Nova Scotia

Farmers offered financial carrot to help save threatened wood turtle

The Nova Scotia program aims to limit the number of wood turtles badly injured or killed by farm machinery, especially in hayfields, by providing a financial incentive to farmers to change their mowing practices.

New program aims to preserve reptile in Nova Scotia

There are an estimated 2,000 to 8,000 wood turtles in Nova Scotia. (Richard Lafleur)

Farmers are the focus of a new Nova Scotia Federation of Agriculture program to protect the wood turtle, which is about to wake from its winter hibernation and head for dry land for something to eat.

The initiative aims to limit the number of the reptiles that are badly injured or killed by farm machinery, especially in hayfields, by providing a financial incentive to farmers to change where and how they mow.

Project co-ordinator Simon Greenland-Smith told CBC's Information Morning that the species is in trouble.

"They are listed provincially and federally as a threatened species, which means they're really at risk of becoming extinct. They're declining throughout the province."

Fewer than 8,000

There are between 2,000 and 8,000 wood turtles in Nova Scotia, according to the latest estimate.

Some of the larger population "pockets" are in rivers that run into Cape Breton's Bras d'Or Lake, areas such as Queensville, Kingsville and River Denys.

On the Nova Scotia mainland, the Annapolis, St. Marys and Musquodoboit watersheds are among the most populated habitats for the wood turtle.

The species has a brown shell that is grooved so that it looks like it's carved out of wood, and its legs, neck and tail are a kind of orange colour, said Greenland-Smith.

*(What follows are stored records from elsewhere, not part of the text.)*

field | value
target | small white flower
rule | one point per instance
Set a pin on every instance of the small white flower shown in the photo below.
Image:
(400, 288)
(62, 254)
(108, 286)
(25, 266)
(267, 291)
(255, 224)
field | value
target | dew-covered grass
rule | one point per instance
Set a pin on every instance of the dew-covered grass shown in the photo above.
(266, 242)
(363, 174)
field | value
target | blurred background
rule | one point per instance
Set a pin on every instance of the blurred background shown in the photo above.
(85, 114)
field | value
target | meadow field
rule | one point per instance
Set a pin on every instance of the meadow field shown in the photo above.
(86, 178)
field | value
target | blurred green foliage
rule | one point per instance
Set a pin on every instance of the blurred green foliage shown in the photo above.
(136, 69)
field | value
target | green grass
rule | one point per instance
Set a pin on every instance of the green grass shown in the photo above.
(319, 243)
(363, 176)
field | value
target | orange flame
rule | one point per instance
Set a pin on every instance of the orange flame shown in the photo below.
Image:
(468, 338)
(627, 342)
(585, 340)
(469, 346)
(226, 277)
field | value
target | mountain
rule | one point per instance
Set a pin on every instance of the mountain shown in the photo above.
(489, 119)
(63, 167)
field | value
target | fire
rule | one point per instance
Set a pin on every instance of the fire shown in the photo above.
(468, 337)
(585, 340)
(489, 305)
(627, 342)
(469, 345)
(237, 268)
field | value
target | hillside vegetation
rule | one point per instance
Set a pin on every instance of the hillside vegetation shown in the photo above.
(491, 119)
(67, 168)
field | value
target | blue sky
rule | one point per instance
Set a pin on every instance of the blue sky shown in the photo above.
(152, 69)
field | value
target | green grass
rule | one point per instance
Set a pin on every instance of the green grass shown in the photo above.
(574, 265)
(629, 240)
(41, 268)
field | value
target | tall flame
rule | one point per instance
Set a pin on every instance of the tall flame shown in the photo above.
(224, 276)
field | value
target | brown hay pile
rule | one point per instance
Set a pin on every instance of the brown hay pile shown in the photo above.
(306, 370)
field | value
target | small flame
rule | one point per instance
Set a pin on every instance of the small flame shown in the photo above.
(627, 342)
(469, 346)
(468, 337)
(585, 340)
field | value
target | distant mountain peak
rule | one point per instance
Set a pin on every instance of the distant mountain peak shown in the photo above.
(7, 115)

"When they come out of their rivers in the spring they're looking for food sources. So they'll be looking for worms, slugs and berries in the spring to eat. And that's where they come into contact with tractors and mowing equipment," he said.

The wood turtle often makes its way into hayfields after its winter hibernation to feed on worms, slugs and berries. (Brittany Crossman)

Greenland-Smith outlined a couple of ways farmers can benefit from signing a "stewardship agreement" with the Nova Scotia Federation of Agriculture.

One is to agree to refrain from haying on land close to a river where the turtles are known to live. In return, the farmer will receive financial compensation.

"Farmers are able to take that money and maybe reinvest in other parts of the farm so that they can reach their production goals while also meeting their goals for preserving wildlife," said Greenland-Smith.

Another option is to raise their mower blades when they cut hay.

"The height of a turtle is about 10 centimetres, so if farmers raise to 15 centimetres that will hopefully clear the turtle and really reduce the risk of hitting and killing wood turtles," said Greenland-Smith.

Farmers eligible for up to $15K

There is payment for this as well on a per hectare basis, he said, noting the program is funded by Environment and Climate Change Canada, and administered by the federation of agriculture. 

Any farm that qualifies for funding is eligible for up to $15,000 from the program, which is called Wood Turtle Strides.

Greenland-Smith said he is working now on proposals with a couple of farmers on the mainland. He hopes to schedule some farm visits in Cape Breton so he can go there in about two weeks.